If you have at least 24GB VRAM, everything runs fully local. Your GPU does the work, simply no cost per generation or if you don’t have the hardware? LTX Desktop connects to their API instead but generation just happens on their servers & its paid.
Either way you’re working inside one app. And if one small detail looks off, the Retake tool lets you fix just that area without regenerating the whole clip. On a paid cloud tool you’d re-roll the entire thing and pay for it. Here you just fix it.
LTX 2.3 vs Veo 3.1
Veo 3.1 is probably the most talked about AI video model right now, so that’s the one worth comparing directly.
| Metric | LTX 2.3 (Local) | LTX 2.3 (API) | Veo 3.1 (API) |
|---|---|---|---|
| Price | Free | $0.04–$0.24/sec | $0.15–$0.60/sec |
| 4K pricing | Free (your GPU) | $0.16–$0.24/sec | $0.35–$0.60/sec |
| Audio | Native, included | Native, included | Native, included |
| Privacy | 100% local | Cloud | Cloud |
| Retake/Edit | Yes, in Desktop app | Yes | No |
| Open Source | Yes | Yes | No |
| Runs offline | Yes | No | No |
Pricing is based on official pages as of March 2026 and may change.
Related: This Free Tool Let Me Run AI Video, Image and Music Models Locally Without ComfyUI
Before You Start Using LTX 2.3
Lightricks recommends a Windows machine with a CUDA GPU and at least 32GB VRAM to run this locally. That’s the honest requirement. Not everyone has that sitting on their desk right now, and that’s fine.
If you’re not there on hardware yet, the API route through LTX Desktop is still a solid option.
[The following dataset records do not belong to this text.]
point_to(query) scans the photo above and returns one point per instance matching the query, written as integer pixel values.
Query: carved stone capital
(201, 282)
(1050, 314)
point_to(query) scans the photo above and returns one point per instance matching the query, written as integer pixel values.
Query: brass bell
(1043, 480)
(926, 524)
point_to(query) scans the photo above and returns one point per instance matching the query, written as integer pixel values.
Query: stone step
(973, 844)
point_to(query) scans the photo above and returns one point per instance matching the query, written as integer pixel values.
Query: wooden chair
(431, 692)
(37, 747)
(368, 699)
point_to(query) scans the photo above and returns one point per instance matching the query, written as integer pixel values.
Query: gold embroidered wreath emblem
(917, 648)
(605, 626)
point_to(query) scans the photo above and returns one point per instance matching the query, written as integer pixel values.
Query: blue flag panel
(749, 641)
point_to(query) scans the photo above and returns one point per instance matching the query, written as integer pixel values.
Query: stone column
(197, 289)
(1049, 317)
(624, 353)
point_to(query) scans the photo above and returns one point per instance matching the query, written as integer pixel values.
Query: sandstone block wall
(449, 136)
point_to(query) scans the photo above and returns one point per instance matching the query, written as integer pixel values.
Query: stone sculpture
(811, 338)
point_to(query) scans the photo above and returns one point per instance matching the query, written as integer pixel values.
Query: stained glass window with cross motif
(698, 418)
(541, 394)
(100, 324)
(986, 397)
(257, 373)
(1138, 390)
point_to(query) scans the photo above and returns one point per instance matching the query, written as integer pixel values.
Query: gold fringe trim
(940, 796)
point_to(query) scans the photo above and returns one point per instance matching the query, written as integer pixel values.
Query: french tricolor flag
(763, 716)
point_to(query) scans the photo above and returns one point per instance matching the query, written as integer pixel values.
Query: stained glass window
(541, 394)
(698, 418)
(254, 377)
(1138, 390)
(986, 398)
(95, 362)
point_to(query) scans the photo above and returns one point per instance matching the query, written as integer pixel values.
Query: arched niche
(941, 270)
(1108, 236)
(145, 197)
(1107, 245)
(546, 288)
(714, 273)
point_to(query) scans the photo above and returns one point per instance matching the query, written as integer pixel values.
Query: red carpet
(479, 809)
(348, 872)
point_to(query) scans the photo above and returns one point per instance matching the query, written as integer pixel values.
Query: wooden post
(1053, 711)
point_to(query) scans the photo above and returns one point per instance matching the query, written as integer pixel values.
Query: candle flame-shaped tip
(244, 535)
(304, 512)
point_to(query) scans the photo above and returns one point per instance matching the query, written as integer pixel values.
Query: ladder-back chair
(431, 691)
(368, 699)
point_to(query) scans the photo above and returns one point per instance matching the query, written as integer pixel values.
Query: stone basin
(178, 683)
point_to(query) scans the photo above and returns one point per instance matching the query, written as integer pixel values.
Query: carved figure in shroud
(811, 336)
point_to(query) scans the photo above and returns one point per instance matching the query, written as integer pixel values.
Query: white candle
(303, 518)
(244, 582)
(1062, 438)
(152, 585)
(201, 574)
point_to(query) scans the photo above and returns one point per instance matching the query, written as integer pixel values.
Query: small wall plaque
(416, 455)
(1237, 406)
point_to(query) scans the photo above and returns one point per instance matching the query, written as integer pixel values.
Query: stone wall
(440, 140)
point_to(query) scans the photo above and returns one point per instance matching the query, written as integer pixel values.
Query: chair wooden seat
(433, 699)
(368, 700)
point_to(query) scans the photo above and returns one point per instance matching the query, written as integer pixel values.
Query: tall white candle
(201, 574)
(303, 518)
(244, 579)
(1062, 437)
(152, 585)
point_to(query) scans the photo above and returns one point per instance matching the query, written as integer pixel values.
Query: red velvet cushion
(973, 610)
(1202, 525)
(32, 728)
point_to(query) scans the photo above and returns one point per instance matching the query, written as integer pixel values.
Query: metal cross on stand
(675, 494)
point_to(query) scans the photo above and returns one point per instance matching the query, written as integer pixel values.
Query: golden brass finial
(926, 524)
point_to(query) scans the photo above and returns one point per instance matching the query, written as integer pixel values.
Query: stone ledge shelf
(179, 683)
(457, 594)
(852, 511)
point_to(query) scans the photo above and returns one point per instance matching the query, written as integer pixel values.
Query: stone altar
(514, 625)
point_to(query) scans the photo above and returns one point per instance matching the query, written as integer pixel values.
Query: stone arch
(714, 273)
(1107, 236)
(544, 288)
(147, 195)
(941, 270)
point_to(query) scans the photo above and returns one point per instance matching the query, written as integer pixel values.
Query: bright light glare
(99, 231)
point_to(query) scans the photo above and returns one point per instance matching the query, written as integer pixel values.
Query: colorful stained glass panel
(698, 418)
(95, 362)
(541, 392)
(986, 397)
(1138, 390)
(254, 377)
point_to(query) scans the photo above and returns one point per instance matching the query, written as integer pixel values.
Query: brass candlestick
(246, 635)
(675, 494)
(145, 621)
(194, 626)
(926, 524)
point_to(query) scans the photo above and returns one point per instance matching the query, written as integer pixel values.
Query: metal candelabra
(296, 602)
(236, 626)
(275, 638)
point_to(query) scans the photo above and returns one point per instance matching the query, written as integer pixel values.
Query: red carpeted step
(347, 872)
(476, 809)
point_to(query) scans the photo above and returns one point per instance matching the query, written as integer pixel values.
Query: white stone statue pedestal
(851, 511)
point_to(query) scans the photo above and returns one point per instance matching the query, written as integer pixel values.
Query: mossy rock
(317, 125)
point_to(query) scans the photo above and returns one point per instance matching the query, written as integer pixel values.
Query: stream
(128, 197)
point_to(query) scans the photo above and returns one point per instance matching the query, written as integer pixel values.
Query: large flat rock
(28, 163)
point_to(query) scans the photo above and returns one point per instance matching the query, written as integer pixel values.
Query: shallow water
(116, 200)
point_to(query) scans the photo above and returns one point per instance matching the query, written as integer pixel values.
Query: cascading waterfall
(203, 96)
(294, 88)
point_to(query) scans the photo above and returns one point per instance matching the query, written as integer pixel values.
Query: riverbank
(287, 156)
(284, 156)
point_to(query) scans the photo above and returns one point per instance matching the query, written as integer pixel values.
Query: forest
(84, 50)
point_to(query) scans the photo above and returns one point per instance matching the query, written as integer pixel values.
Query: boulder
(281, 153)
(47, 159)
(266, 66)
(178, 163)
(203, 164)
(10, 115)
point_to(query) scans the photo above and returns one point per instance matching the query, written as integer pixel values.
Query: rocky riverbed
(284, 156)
You get the same editor, the same Retake feature, just without the local generation. When you go through the setup you’ll see the pricing plans and you can pick what works for your usage.
The local route is where the real freedom is. But the API keeps it accessible while you get there.
Related: Qwen3.5-4B: The Small AI Model That Thinks, Sees, and Runs on Your Machine
So, Is LTX 2.3 Worth It?
If you have the hardware, honestly yes. A free, open source video model with native audio, portrait support, a proper desktop app, and no subscription attached to it — that’s not a small thing. Six months ago this combination didn’t exist in open source.
If you don’t have the hardware yet, it’s still worth keeping an eye on. The model is only going to get faster, the community is already building on it, and the API option means you can start using it today without waiting on a GPU upgrade.
Paid tools aren’t going away tomorrow. But they’re going to have a harder time justifying their price tags every time something like this drops.
LTX 2.3 is one of those releases that quietly shifts what people expect for free.